Friday, June 19, 2009

EEG

When they told me that Abbie needed to be awake for six hours prior to yesterday's EEG test, I promptly scheduled an afternoon appointment. I figured it would be a lot easier (on me) to keep her awake between 7am and 1 pm than between 3 and 9 am. We had a few moments of close-calls, but managed to keep her eyes open until we arrived at the hospital at 1:30.

They needed to hook her up, get some readings while she was awake, and then some after she'd fallen asleep. Piece of cake -- or not. We finally unhooked her at 4pm, without her ever having shut her eyes! That girl....every little sound from the hallway caught her attention. Water running through the pipes, a door closing, the boy next door in Xray wailing because he had a broken arm.

I asked the tech if we would need to come back to redo it to get sleep readings, and she said she didn't think so. Her answer basically told me the results of the test, but I thought I'd have to wait at least a week to hear the official results from the neurologist.

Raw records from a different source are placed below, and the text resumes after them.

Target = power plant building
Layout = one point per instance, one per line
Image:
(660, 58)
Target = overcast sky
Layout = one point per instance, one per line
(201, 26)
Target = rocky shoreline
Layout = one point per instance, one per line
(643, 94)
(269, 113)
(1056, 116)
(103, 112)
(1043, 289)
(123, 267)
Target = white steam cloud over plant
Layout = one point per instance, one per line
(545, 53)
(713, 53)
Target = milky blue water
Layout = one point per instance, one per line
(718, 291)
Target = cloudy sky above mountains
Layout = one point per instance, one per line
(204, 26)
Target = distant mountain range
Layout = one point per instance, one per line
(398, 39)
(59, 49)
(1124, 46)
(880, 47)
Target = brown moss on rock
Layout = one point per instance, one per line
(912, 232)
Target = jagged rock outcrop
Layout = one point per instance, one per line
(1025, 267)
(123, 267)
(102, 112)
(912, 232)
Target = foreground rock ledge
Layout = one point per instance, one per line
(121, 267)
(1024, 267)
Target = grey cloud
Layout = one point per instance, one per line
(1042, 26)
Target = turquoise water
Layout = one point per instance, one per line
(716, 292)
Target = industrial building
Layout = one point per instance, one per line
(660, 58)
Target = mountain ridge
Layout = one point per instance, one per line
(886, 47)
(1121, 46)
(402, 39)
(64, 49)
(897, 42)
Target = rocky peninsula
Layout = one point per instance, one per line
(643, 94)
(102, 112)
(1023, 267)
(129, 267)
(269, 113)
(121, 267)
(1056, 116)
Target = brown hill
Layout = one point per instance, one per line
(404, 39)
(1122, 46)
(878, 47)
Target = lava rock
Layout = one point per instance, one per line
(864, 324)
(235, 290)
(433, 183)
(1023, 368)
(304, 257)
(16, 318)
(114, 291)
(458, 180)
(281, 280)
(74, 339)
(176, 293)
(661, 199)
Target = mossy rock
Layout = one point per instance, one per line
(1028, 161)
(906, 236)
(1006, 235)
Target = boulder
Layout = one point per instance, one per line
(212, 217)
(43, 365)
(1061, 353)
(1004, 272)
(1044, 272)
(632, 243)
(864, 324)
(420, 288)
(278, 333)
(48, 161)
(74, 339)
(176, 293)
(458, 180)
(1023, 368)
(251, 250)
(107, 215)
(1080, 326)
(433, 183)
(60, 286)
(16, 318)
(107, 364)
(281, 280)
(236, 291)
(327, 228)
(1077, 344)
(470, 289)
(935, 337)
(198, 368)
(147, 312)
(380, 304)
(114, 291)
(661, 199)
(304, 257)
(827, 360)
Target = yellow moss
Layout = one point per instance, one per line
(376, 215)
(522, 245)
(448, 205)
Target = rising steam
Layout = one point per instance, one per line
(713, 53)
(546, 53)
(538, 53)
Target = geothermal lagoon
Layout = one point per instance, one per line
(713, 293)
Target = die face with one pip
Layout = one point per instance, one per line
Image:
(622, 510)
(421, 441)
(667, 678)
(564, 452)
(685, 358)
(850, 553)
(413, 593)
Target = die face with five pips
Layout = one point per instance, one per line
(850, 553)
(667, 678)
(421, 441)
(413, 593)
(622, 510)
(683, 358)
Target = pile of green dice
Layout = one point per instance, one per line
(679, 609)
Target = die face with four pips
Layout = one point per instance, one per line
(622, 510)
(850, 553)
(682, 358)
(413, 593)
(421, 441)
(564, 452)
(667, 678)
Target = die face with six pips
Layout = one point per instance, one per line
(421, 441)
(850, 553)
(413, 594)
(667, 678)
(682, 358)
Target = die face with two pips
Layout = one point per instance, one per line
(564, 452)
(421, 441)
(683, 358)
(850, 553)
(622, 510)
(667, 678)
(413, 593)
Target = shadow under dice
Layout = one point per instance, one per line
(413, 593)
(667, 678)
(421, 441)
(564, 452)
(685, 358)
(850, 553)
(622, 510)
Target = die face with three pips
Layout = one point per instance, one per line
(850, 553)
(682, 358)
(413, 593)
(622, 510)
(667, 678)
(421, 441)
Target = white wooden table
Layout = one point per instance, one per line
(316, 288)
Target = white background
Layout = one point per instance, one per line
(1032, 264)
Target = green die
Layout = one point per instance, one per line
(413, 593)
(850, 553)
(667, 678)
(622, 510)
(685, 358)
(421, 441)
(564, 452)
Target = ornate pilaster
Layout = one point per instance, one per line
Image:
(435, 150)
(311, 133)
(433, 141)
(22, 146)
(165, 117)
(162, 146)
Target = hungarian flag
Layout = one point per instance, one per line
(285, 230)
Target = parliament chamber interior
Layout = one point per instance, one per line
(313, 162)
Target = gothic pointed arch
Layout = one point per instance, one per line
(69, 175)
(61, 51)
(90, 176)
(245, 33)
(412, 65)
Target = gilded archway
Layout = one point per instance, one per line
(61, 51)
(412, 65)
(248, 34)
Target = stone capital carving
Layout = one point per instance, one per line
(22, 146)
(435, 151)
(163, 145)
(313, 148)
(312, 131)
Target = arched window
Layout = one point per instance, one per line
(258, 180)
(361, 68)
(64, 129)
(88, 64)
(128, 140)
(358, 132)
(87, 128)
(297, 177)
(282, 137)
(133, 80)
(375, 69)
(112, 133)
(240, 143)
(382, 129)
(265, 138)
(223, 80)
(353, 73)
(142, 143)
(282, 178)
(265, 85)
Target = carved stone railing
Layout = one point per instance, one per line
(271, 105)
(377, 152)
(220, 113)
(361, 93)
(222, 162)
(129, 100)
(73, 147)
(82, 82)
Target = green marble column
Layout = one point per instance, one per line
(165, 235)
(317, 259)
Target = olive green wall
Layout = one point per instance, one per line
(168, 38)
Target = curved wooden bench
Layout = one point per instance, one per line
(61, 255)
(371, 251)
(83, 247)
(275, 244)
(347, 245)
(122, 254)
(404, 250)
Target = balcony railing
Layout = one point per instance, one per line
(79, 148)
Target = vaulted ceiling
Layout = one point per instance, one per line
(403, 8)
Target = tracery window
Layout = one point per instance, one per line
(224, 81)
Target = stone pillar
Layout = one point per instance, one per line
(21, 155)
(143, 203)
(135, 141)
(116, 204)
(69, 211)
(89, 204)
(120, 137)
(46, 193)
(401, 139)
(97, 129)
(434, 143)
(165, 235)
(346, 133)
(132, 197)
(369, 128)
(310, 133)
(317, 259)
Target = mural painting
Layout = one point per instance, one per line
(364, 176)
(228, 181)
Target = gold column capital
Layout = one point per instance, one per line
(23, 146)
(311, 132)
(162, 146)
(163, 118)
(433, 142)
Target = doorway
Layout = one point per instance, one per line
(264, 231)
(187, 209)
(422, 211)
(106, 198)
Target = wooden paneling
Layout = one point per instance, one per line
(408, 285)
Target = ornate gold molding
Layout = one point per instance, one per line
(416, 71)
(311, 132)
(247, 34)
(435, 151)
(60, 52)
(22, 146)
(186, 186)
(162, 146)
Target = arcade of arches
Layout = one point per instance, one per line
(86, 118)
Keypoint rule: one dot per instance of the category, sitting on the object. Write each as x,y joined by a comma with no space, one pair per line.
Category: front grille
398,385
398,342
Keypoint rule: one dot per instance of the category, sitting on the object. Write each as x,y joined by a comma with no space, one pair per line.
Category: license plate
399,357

After returning home from my taxi-mom duties later that evening, there was already a message on the machine from Dr. Y, the neurologist, explaining that there was seizure activity noted on the EEG, and that we should not move forward with weaning Abbie off of her medication.

A couple years ago this news would have crushed me. From the beginning of this journey, getting off of medications, or not needing new ones, was a sign of progress, a way for Abbie to show she is worthy of the investment of time, energy, and yes - -money, that it takes to help a brain-injured person recover. She has many more ways to make her case now!

Every time she looked around to find the source of the sleep-stealing noise, as I watched her brows furrow in concern and empathy for the injured boy, and as I watched her grin at the tech who took the leads off her head I realized that THESE were the EEG results I was truly interested in. We hadn't been in that room for 3 years, and Abbie is a much different girl now. I can accept the seizure activity as new circuits in her brain bump up against the scarring that protected her brain after the injury. I can live with giving her a medication twice a day, and I will stomach writing its name on every medical document, if in exchange I get a happy, bright, smiley engaged girl. I think we've gotten a good deal.

To quote a dear friend: "Onward and Upward!!"